Can governments afford the debts they are piling up to stabilise economies?
![]() | By: kalinoff May 3, 2020, 6:28 p.m. |
Interesting read on MMT
The author states:
"Yes — It poses no inherent danger to states that issue their own currency"
"In truth, currency-issuing governments can safely spend without borrowing. "
Not worried about the US...
Source: https://www.ft.com/content/53cb3f6a-895d-11ea-a109-483c62d17528 (paywall)
If DeFi moves into less collateralized lending wouldn't we need some kind of "lender of last resort", just like the FED but for the blockchain? Also in cases when decentralized liquidity pools get low, a central autorithy being able to inject new liquidity (algorithm, DAO, etc.) would make sense.

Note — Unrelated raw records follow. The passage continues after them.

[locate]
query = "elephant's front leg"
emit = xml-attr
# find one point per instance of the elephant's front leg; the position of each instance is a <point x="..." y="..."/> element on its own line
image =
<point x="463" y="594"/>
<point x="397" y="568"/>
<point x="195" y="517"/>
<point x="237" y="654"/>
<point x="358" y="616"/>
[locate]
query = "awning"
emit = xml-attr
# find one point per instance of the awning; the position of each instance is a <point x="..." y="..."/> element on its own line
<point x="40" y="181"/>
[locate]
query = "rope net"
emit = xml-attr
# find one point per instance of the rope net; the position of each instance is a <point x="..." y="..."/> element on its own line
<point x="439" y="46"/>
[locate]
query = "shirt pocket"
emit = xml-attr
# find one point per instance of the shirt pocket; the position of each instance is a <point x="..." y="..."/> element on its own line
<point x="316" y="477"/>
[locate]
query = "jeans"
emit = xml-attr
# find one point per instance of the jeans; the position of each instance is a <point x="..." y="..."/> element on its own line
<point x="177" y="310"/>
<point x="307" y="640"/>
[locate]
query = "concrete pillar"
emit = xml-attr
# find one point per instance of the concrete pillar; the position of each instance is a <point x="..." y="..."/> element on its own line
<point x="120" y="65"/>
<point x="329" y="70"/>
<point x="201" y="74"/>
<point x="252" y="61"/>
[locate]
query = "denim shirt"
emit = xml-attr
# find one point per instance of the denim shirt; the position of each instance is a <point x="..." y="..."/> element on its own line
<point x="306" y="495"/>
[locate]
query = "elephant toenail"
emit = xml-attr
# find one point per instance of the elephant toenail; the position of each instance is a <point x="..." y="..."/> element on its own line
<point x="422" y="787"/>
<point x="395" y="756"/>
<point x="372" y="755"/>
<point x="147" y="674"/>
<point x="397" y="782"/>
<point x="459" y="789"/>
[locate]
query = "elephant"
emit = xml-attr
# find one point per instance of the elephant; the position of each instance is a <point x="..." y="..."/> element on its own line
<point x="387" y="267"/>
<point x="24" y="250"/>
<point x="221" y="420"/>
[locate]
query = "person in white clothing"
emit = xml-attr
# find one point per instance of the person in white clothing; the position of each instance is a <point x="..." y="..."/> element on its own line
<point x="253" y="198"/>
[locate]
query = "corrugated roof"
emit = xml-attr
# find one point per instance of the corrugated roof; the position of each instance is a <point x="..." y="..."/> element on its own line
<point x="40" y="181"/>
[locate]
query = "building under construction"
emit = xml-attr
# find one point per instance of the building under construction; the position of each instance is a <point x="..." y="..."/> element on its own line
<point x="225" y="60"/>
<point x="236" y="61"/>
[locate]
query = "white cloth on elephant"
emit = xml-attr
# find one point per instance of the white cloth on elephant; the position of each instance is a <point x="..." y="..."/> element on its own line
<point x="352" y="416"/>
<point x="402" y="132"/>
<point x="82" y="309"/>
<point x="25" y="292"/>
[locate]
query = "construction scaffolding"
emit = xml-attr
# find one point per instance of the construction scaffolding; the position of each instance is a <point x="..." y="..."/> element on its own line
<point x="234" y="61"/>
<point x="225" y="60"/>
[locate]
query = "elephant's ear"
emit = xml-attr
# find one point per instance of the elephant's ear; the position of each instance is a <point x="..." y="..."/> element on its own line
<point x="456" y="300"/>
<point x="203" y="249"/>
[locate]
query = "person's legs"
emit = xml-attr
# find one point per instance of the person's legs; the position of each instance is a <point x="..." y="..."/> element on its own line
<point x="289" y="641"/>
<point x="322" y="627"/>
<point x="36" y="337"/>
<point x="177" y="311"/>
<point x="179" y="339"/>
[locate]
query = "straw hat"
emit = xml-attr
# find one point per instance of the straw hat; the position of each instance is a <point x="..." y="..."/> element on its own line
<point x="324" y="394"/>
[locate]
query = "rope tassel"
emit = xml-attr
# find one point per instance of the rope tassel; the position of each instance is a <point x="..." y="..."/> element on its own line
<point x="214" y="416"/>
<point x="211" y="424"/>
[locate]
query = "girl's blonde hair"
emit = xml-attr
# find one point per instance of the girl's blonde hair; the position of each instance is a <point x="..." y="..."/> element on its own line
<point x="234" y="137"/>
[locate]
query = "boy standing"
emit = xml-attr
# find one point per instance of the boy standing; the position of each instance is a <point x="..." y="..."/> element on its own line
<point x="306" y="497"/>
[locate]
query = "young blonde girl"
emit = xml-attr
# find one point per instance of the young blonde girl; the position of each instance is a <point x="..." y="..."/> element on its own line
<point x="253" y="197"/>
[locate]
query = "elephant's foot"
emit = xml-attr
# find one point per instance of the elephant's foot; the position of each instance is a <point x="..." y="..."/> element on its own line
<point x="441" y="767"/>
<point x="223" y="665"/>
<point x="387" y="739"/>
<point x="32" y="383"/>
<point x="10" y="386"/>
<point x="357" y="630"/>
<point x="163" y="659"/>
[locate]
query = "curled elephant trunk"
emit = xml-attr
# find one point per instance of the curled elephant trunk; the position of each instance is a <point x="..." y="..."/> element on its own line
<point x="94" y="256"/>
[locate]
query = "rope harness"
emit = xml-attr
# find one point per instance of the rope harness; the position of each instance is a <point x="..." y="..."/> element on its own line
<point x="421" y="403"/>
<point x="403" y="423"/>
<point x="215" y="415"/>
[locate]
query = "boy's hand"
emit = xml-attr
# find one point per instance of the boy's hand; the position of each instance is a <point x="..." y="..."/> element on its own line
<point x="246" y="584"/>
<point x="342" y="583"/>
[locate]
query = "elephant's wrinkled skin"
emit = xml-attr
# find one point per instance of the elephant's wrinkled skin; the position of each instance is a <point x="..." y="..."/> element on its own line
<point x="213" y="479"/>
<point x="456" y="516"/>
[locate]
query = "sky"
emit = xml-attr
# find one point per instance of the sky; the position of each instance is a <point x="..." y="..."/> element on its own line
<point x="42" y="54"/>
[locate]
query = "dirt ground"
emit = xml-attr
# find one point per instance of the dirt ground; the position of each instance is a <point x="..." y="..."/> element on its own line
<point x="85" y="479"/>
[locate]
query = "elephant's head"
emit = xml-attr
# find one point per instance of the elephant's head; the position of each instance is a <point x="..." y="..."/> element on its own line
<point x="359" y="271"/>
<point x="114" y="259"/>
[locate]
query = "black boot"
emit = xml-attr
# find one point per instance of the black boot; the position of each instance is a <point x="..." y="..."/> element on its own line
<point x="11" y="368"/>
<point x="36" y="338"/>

Regarding MMT and inflation MMT states:
When behavioural assumptions are introduced, the theory implies that a simple proportionate relationship exists between increases in the money supply and rises in the general price level. However, no such relationship has been found so, even if it were possible to control the money supply, there would not be a systematic impact on inflation.
Another example they give is Japan which has been running deficits for decades and still suffers deflation.
On DeFi:
Even though Maker seems to act as a lender of a last resort, the system is focused only on products developed by the company. If Uniswap runs out of liquidity Maker cannot help them. Therefore I believe there is a need for some kind of protocol-wide lender of last resort (maybe intorduced by Ethereum) if we want to see a mature DeFi ecosystem. Asking investors to bail out stablecoins is not going to work in the long rung imo.
Find me on: https://blog.kalinoff.com
Interesting read, thanks. It's funny to compare these two side-by-side.
MMT proponents are often painted as saying you can print as much money as you need whenever you need. My understanding, though, is that MMT also says "the only limit is inflation".
If MMT supporters really wanted to make their case, they would put forward a real inflation model... does that exist? Because if inflation is high enough you can't, as the author states, choose to sell government bonds at whatever interest rate you want. High enough inflation would put a very high floor on interest rates buyers would be willing to take.
Some other areas of either miscommunication or misunderstanding seem to exist still, as well.
For a DeFi lender of last resort, it sort of exists in Maker with MKR holders. We saw this in action when the collateral liquidation auctions broke down during the gas spike. Whether that model is sustainable depends on the rates of return vs rates of dillution. If no one chooses to be an MKR holder anymore because of the dillution from bailouts, then it breaks down.
For a DAO approach, you'd need the DAO's available capital to scale with the size of the collateral market it's protecting. So you have that same problem again--how you do get more people to inject more capital into that DAO?
Even safe areas of finance like Repo Markets need to be bailed out sometimes when markets fail or freeze up. So I think we'll continue to see this need in DeFi, for better or worse.